For more details on the usage you can access the help page with the command

```

python3 -m pytorch_template restore --help

```

### Command `eval`

The `eval` command reproduces the validation performed at the end of every epoch during the training phase.

It is particularly useful when many datasets are available to evaluate the transfer learning performances.

#### Examples

The evaluation can be performed specifying just the model checkpoint

to be evaluated and the directory containing the dataset, provided of a `dev` sub-folders.

The batch size of evaluation batches can be manually specified otherwise its default

value is 20.

A full call to the command is:

```

python3 -m pytorch_template eval \

    runs//checkpoints/model--.ckpt \

    data/tensors \

    --batch-size 20

```

For more details on the usage you can access the help page with the command

```

python3 -m pytorch_template eval --help

```

### Command `test`

The `test` command preforms the inference on a single file.

#### Examples

The test of the model is performed specifying the model checkpoint to be evaluated

and the path to a sample, for example:

```

python3 -m pytorch_template test \

    runs//checkpoints/model--.ckpt \

    data/test/.pt

```

For more details on the usage you can access the help page with the command

```

python3 -m pytorch_template test --help

```

## Performances

The model converges to perfect predictions using default parameters.

## Deployment

The template can be deployed on an NGC optimized instance, here we list

the steps necessary to configure it on a AWS EC2 **g4dn.xlarge** instance

on the **NVIDIA Deep Learning AMI** environment.

1. Log in via ssh following the instructions on the EC2 Management Dashboard.

2. Clone the repo `pytorch-template` in the home directory.

3. Download the most update PyTorch container running 

`docker pull nvcr.io/nvidia/pytorch:YY.MM-py3`

(replace “YY” and “MM” with the most recent version updated monthly)

4. Create a container with

```

docker run --gpus all --name template -e HOME=$HOME -e USER=$USER \

    -v $HOME:$HOME -p 6006:6006 --shm-size 60G -it nvcr.io/nvidia/pytorch:YY.MM-py3

```

At the end of the procedure you will gain access to a terminal on a Docker

container configured to work on the GPU and you could simply run the commands

above leveraging the speed of parallel computing.
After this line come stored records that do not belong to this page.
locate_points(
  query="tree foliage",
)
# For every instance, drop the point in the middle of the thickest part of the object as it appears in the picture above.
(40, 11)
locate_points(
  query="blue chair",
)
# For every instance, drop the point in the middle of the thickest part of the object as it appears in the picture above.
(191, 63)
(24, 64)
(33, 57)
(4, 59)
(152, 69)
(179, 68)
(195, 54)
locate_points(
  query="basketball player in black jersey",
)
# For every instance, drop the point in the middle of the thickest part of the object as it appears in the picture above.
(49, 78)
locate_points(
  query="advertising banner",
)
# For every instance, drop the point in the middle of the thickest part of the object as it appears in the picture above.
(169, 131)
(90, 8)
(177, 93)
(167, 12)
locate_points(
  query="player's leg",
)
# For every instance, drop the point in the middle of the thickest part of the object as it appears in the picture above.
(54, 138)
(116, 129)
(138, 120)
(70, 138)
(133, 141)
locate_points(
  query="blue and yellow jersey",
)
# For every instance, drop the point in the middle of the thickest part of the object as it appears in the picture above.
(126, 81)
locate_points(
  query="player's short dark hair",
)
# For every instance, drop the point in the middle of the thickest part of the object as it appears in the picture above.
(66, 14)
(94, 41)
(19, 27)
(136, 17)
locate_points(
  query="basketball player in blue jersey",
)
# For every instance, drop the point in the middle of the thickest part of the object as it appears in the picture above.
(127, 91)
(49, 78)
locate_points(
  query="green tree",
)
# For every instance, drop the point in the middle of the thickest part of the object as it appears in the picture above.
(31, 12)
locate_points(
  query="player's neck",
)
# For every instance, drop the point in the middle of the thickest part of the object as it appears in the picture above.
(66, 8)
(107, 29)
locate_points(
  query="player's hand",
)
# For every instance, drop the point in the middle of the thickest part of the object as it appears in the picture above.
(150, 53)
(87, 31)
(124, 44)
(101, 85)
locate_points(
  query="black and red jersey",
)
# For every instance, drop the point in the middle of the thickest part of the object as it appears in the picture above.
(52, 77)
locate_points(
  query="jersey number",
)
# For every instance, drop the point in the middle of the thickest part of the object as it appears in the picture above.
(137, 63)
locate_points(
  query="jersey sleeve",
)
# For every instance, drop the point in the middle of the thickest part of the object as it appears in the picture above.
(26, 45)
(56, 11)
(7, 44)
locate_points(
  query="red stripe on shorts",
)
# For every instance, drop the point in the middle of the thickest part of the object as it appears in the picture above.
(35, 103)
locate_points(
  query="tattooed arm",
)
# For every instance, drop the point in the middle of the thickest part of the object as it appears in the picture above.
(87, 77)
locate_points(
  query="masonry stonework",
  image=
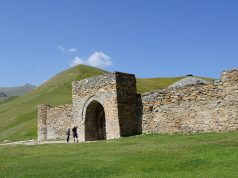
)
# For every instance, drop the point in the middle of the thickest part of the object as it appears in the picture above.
(200, 108)
(108, 107)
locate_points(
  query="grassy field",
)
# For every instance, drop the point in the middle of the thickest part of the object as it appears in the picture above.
(195, 155)
(18, 117)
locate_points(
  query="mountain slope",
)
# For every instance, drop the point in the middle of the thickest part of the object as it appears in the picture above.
(17, 91)
(18, 117)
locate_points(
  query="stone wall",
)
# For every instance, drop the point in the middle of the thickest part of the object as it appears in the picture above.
(108, 107)
(116, 93)
(199, 108)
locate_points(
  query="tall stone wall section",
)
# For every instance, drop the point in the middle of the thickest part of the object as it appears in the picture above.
(103, 90)
(126, 99)
(199, 108)
(116, 93)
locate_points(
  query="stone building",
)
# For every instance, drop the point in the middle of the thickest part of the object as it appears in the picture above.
(108, 107)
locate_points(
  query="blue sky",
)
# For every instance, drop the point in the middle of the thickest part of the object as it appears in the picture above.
(156, 38)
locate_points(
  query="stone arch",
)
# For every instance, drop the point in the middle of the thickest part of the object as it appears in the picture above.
(94, 119)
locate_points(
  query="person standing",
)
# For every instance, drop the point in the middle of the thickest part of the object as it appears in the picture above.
(68, 134)
(75, 134)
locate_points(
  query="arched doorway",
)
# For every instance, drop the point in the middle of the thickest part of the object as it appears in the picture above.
(95, 122)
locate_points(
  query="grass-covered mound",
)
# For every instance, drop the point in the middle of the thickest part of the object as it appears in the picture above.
(18, 117)
(196, 155)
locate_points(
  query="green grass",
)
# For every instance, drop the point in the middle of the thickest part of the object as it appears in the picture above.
(18, 117)
(17, 91)
(195, 155)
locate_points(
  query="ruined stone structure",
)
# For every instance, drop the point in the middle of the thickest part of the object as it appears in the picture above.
(108, 106)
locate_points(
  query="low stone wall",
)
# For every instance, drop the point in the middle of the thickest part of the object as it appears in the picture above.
(200, 108)
(59, 118)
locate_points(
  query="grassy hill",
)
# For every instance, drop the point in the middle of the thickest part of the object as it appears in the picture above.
(18, 117)
(17, 91)
(194, 155)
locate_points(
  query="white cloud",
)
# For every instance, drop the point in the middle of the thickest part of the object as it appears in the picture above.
(97, 59)
(76, 61)
(70, 50)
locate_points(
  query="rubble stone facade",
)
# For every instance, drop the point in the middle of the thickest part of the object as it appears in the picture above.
(108, 107)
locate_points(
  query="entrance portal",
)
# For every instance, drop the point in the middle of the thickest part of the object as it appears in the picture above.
(95, 122)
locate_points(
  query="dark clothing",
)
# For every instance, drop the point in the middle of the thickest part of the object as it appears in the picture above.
(68, 134)
(75, 135)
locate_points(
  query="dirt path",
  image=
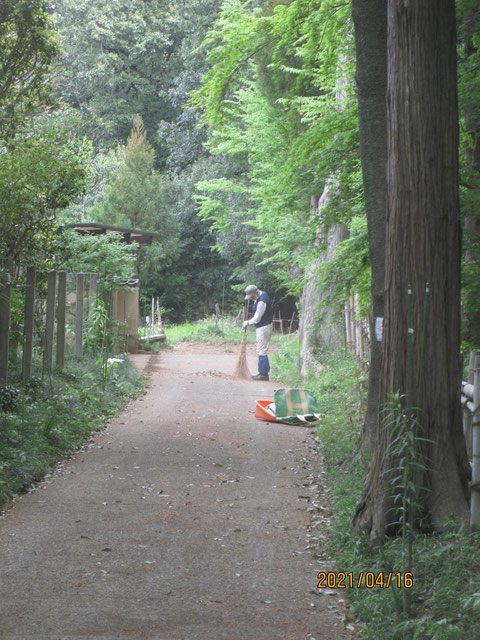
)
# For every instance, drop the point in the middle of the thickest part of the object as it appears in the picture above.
(186, 518)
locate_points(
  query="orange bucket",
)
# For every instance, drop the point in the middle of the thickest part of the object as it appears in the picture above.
(261, 411)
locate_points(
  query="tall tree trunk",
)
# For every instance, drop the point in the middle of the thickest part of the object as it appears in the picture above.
(370, 21)
(421, 349)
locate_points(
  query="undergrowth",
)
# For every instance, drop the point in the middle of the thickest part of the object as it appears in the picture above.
(221, 330)
(48, 418)
(445, 598)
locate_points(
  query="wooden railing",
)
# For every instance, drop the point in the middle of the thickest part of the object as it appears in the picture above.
(55, 313)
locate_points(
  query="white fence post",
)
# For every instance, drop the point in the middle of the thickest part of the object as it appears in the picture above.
(475, 500)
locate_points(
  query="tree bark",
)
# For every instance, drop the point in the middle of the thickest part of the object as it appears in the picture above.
(421, 347)
(370, 21)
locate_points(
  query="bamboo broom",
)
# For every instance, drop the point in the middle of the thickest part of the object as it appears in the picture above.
(241, 370)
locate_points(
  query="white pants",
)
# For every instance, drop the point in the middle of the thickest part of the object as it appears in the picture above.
(263, 335)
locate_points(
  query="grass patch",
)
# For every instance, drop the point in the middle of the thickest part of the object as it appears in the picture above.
(221, 330)
(48, 418)
(446, 567)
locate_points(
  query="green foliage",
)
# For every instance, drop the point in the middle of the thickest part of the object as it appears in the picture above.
(209, 330)
(43, 168)
(107, 255)
(445, 565)
(48, 419)
(276, 101)
(28, 45)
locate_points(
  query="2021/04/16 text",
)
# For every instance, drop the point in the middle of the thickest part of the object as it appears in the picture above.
(368, 579)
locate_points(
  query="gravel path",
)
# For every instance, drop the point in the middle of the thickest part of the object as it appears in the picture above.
(186, 518)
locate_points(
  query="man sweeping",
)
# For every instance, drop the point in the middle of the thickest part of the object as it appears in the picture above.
(263, 320)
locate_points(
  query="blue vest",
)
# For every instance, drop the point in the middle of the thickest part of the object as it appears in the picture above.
(267, 317)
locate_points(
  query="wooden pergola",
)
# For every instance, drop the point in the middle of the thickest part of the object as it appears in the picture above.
(129, 235)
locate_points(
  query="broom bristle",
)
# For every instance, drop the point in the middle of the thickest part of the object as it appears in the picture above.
(242, 367)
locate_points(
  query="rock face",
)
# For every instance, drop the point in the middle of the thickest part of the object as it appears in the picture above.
(318, 327)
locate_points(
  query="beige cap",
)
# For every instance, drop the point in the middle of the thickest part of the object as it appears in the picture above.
(250, 291)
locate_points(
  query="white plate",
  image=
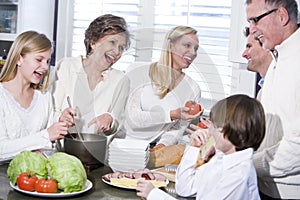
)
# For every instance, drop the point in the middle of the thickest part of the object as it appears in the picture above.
(129, 144)
(123, 187)
(88, 186)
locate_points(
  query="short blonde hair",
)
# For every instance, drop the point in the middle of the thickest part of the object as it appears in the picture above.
(27, 42)
(161, 73)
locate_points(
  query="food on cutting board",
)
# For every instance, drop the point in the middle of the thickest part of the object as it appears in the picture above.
(129, 179)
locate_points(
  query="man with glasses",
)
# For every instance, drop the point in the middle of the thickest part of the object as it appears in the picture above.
(258, 58)
(274, 23)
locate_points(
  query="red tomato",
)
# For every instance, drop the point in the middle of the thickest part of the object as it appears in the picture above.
(193, 106)
(26, 181)
(46, 186)
(201, 125)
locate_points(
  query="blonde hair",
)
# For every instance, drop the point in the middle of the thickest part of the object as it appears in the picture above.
(161, 73)
(27, 42)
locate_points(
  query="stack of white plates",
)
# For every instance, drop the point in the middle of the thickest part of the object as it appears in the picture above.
(125, 154)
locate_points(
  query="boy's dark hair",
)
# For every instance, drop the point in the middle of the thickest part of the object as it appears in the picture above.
(242, 120)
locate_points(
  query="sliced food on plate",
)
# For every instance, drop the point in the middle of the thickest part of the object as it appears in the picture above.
(128, 180)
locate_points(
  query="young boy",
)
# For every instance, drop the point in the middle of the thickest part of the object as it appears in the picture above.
(238, 127)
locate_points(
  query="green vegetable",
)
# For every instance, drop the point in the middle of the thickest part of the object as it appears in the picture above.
(27, 161)
(68, 171)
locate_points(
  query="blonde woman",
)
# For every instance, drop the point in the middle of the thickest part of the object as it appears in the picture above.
(157, 107)
(25, 105)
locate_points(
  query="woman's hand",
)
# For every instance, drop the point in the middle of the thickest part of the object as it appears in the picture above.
(67, 116)
(183, 113)
(102, 122)
(144, 188)
(57, 131)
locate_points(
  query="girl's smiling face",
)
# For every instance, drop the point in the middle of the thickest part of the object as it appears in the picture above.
(34, 65)
(184, 51)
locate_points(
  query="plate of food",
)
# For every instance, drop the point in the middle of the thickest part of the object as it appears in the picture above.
(128, 180)
(59, 194)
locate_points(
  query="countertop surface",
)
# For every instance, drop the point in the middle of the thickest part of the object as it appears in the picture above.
(100, 190)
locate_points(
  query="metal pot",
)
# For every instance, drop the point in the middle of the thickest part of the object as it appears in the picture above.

The `$HOME` directory on the Docker container is linked to the `$HOME` directory

of the host machine, so the repository can be found in the `$HOME`, similarly the

port 6006 used by TensorBoard is remapped from the container to the port 6006

of the host machine.

Useful commands to interact with the Docker container are:

- `docker start template`: start the container;

- `docker exec -it template bash`: open a terminal on the container;

- `docker stop template`: stop the container;

- `docker rm template`: remove the container.

In order to monitor training you can run the following commands from the container console:

- `watch -n 1 nvidia-smi` to monitor GPU usage;

- `tensorboard --logdir runs/ --bind_all` to start Tensorboard.

## Other 

The template also includes an implementation of a cool new optimizer,

[Ranger](https://medium.com/@lessw/2dc83f79a48d). 
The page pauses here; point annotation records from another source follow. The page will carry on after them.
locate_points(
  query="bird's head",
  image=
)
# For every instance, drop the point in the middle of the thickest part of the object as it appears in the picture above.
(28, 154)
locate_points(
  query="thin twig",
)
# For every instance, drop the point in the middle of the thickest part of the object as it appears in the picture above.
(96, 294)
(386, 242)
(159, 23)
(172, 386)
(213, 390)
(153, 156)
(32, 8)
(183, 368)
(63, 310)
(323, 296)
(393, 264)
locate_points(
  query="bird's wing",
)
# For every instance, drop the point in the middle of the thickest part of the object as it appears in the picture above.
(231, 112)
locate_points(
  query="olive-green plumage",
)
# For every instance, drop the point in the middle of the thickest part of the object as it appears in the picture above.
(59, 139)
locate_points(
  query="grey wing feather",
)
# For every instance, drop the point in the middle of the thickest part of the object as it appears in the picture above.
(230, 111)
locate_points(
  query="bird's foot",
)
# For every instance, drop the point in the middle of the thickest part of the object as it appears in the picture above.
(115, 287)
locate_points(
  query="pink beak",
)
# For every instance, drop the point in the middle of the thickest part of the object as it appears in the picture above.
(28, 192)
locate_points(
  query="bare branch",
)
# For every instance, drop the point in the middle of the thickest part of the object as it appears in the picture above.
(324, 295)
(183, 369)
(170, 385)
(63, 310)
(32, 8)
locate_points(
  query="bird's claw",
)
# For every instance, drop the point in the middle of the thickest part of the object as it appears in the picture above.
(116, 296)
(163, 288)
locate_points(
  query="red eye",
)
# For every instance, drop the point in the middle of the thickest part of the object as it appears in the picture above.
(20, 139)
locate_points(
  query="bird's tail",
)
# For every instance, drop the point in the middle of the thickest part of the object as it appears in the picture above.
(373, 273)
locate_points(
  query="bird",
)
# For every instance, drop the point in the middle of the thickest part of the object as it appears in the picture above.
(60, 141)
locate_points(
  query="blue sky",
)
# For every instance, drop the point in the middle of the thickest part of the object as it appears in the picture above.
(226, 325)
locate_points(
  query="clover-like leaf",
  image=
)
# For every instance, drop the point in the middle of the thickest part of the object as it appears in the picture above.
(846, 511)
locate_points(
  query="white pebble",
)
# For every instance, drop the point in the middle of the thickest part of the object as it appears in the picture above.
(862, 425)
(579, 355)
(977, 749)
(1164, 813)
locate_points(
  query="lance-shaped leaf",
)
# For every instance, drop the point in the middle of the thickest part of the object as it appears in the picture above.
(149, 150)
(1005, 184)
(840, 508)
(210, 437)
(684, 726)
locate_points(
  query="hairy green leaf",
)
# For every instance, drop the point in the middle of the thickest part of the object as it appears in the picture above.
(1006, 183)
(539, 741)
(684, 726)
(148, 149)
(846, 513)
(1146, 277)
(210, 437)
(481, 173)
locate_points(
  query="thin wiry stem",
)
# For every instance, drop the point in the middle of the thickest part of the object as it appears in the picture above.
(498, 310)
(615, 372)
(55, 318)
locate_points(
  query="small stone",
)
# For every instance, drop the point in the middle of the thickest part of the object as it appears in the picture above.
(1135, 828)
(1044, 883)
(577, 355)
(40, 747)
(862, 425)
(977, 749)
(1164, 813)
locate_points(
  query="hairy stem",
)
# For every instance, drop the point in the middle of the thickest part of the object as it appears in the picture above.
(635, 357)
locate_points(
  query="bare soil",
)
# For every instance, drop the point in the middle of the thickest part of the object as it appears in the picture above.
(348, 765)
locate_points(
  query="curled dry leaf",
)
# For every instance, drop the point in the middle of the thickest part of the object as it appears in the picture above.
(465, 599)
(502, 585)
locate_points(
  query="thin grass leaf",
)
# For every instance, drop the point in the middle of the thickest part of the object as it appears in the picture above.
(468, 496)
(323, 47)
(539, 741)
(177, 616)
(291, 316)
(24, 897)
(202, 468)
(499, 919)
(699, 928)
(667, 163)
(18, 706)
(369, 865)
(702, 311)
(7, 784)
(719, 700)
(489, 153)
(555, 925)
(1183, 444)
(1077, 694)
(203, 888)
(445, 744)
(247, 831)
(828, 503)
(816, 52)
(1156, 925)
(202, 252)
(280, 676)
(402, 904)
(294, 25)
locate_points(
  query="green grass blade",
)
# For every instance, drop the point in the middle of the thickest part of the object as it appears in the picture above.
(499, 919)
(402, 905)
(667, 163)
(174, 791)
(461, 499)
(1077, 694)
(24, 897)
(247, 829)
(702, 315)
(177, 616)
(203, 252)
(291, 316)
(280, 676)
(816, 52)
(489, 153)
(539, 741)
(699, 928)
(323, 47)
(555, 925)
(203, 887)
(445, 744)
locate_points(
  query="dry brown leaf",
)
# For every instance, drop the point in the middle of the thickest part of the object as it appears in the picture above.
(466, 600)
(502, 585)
Ranger uses the [Lookahead](https://arxiv.org/abs/1907.08610) optimization method 

together with the [RAdam](https://arxiv.org/abs/1908.03265) optimizer.

It is not used here, as it is way too slow for such a simple model,

but it reportedly performs better than other Adam variants on deeper models. 

You can use it simply by calling:

 ```

from pytorch_template.models.optimizer.ranger import Ranger

optimizer = Ranger(module.parameters())

```

If you want, you can specify many more hyper-parameters. 

If you use a learning rate scheduler, you should make sure that the learning rate remains

constant for a rather long time, in order to let RAdam start correctly and to take

advantage of LookAhead exploration.

An implementation of the [Mish](https://arxiv.org/abs/1908.08681) activation function is

also included. Mish seems to perform slightly better than ReLu when training deep models,

and works well in conjunction with Ranger. 

To use Mish, you just need to call it:

```

from pytorch_template.models.mish import Mish

mish = Mish()

```

## License

This project is licensed under Apache License 2.0,

see the [LICENSE](LICENSE) file for details.